Dottoressa Angela Merkel
Cancelliere della Repubblica Federale di Germania
In seguito al nostro recente incontro in Vaticano e rispondendo alla Sua opportuna richiesta, desidero trasmetterLe alcune considerazioni che stanno a cuore a me e a tutti i Pastori della Chiesa Cattolica, in vista del prossimo incontro del G20, nel quale sono presenti i Capi di Stato e di Governo del Gruppo delle maggiori economie mondiali e le massime autorità dell’Unione Europea. Seguo così anche una tradizione iniziata da Papa Benedetto XVI, nell’aprile 2009, in occasione del G20 di Londra. Il mio Predecessore scrisse all’Eccellenza Vostra anche nel 2006 nella circostanza della Presidenza tedesca dell’Unione Europea e del G8.
Vorrei innanzitutto manifestare a Lei e ai leader che si incontreranno ad Amburgo il mio apprezzamento per gli sforzi compiuti per assicurare la governabilità e la stabilità dell’economia mondiale, con particolare attenzione ai mercati finanziari, al commercio, ai problemi fiscali e, più in generale, ad una crescita economica mondiale che sia inclusiva e sostenibile (cfr. Comunicato del G20 di Hangzhou, 5 settembre 2016). Tali sforzi, come ben prevede il programma di lavoro del Vertice, sono inseparabili dall’attenzione rivolta ai conflitti in atto e al problema mondiale delle migrazioni.
Nel Documento programmatico del mio Pontificato rivolto ai fedeli cattolici, l’Esortazione Apostolica Evangelii Gaudium, ho proposto quattro principi di azione per la costruzione di società fraterne, giuste e pacifiche: il tempo è superiore allo spazio; l’unità prevale sul conflitto; la realtà è più importante dell’idea; e il tutto è superiore alle parti. E’ evidente che queste linee di azione appartengano alla sapienza multisecolare di tutta l’umanità e perciò ritengo che possano anche servire come contributo alla riflessione per l’incontro di Amburgo e anche per valutare i suoi risultati.
Il tempo è superiore allo spazio.

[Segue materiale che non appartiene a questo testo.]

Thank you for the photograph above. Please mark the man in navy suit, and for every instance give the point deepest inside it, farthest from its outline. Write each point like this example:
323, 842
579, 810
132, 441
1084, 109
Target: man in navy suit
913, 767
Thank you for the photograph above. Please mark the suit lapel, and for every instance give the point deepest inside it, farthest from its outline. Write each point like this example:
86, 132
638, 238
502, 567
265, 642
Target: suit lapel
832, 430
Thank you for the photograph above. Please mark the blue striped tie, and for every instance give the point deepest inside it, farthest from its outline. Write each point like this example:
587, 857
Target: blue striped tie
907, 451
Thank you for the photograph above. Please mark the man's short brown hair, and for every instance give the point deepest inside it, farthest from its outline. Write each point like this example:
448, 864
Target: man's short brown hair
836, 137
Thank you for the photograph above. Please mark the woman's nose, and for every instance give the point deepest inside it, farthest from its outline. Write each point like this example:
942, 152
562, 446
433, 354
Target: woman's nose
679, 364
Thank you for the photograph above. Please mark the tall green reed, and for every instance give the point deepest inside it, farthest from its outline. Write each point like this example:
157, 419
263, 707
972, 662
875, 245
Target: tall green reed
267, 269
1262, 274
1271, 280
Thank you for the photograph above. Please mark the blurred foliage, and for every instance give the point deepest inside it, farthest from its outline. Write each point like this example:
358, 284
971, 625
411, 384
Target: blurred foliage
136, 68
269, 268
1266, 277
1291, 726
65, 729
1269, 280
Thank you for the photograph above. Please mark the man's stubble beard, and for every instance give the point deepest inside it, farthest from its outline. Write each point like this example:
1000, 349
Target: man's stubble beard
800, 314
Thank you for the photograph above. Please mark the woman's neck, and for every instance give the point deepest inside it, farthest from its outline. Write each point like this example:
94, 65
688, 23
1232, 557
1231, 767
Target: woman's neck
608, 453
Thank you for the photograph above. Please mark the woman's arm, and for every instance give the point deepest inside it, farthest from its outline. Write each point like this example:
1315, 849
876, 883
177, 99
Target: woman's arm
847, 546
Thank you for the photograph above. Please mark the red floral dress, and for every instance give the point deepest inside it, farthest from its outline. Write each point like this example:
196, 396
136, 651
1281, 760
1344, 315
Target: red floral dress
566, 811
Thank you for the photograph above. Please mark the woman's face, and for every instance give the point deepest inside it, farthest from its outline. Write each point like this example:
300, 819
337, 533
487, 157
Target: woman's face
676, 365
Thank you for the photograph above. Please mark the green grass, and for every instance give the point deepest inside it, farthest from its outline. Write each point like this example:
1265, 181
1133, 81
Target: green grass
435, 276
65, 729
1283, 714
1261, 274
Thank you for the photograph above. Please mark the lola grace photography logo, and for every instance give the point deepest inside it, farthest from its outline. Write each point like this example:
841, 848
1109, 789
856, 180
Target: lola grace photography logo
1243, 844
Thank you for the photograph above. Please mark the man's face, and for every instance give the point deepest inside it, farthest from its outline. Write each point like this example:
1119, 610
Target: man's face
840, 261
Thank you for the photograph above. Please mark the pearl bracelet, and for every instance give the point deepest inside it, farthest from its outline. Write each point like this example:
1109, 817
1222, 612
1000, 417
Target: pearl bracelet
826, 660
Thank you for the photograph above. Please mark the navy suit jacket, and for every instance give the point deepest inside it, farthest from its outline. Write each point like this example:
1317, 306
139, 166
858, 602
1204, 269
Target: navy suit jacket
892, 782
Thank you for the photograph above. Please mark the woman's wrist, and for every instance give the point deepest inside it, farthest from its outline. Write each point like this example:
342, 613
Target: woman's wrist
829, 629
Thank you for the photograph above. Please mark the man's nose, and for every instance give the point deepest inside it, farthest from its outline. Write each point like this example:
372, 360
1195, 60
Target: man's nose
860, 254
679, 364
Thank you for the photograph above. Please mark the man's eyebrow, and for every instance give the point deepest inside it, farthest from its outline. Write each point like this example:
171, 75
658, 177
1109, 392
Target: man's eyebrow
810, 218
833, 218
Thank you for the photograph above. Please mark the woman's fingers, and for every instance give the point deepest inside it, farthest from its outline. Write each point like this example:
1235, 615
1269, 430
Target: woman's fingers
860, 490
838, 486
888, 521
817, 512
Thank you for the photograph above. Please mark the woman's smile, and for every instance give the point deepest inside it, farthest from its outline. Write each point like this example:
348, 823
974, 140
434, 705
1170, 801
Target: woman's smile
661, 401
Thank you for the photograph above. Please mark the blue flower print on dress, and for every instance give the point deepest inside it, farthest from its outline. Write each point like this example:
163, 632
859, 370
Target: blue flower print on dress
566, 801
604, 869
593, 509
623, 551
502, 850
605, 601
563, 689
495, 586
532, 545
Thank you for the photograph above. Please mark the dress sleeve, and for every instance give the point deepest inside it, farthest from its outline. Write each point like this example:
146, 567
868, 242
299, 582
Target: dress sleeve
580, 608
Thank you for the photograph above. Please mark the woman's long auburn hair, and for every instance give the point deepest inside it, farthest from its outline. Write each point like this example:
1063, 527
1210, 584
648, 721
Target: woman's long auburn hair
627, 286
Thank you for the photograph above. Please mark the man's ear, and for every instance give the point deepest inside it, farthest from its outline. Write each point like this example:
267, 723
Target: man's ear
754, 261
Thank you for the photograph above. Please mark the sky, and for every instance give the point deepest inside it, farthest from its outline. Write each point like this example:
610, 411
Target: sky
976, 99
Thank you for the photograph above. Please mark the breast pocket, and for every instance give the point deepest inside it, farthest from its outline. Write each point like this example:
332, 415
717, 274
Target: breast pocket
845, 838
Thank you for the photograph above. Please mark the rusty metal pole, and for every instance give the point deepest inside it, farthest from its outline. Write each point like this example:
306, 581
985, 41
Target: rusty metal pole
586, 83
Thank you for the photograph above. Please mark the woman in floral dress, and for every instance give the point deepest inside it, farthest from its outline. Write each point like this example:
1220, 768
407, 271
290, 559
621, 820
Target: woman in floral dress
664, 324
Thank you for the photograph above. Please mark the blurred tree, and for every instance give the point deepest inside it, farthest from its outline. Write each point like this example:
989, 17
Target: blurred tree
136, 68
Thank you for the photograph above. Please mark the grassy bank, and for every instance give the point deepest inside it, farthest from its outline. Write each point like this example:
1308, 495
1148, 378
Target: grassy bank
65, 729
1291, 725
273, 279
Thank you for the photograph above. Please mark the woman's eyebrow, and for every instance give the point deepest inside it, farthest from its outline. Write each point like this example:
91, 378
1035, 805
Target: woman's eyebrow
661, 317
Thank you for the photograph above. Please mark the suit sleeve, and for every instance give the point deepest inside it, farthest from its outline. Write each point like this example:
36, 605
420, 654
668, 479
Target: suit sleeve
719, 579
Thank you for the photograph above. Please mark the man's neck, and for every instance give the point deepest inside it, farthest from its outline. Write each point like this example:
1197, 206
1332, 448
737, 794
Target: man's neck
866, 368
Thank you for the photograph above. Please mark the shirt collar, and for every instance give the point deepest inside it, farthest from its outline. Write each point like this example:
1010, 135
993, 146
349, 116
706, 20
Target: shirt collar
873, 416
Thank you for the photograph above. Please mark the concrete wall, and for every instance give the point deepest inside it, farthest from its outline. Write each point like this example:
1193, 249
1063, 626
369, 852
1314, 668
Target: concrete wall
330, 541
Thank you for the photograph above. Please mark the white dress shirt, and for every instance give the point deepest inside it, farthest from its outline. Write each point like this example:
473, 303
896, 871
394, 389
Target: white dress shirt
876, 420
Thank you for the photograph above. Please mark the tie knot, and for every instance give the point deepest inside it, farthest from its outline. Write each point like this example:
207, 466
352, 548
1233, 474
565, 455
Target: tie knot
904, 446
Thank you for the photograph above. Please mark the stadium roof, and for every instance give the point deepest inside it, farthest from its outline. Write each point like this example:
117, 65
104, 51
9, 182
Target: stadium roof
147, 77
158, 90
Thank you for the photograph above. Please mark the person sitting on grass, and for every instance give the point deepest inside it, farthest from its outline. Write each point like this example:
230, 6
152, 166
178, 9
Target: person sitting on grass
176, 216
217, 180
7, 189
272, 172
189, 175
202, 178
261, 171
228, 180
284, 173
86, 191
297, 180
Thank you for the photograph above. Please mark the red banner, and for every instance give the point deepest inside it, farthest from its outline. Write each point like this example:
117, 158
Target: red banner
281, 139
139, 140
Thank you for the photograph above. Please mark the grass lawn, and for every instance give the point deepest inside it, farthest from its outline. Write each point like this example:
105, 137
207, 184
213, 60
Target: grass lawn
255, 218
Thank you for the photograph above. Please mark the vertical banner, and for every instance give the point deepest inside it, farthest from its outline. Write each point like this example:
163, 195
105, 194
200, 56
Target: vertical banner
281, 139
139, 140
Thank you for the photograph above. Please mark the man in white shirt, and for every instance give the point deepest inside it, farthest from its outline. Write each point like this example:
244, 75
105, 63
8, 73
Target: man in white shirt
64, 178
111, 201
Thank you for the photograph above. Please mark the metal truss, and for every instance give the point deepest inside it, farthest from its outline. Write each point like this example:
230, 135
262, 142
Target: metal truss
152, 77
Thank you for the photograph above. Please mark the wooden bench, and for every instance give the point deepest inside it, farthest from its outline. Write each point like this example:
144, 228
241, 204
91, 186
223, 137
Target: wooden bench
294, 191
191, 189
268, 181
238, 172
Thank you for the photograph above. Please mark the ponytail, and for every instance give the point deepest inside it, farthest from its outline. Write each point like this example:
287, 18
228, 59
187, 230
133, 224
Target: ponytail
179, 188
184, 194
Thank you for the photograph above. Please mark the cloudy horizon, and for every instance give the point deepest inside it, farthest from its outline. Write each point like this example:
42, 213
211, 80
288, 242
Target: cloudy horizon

La gravità, la complessità e l’interconnessione delle problematiche mondiali sono tali che non esistono soluzioni immediate e del tutto soddisfacenti. Purtroppo, il dramma delle migrazioni, inseparabile dalla povertà ed esacerbato dalle guerre, ne è una prova. E’ possibile invece mettere in moto processi che siano capaci di offrire soluzioni progressive e non traumatiche e di condurre, in tempi relativamente brevi, ad una libera circolazione e alla stabilità delle persone che siano vantaggiosi per tutti. Tuttavia, questa tensione tra spazio e tempo, tra limite e pienezza, richiede un movimento esattamente contrario nella coscienza dei governanti e dei potenti. Una efficace soluzione distesa necessariamente nel tempo sarà possibile solo se l’obiettivo finale del processo è chiaramente presente nella sua progettualità. Nei cuori e nelle menti dei governanti e in ognuna delle fasi d’attuazione delle misure politiche c’è bisogno di dare priorità assoluta ai poveri, ai profughi, ai sofferenti, agli sfollati e agli esclusi, senza distinzione di nazione, razza, religione o cultura, e di rigettare i conflitti armati.
A questo punto, non posso mancare di rivolgere ai Capi di Stato e di Governo del G20 e a tutta la comunità mondiale un accorato appello per la tragica situazione del Sud Sudan, del bacino del Lago Ciad, del Corno d’Africa e dello Yemen, dove ci sono 30 milioni di persone che non hanno cibo e acqua per sopravvivere. L’impegno per venire urgentemente incontro a queste situazioni e dare un immediato sostegno a quelle popolazioni sarà un segno della serietà e sincerità dell’impegno a medio termine per riformare l’economia mondiale ed una garanzia del suo efficace sviluppo.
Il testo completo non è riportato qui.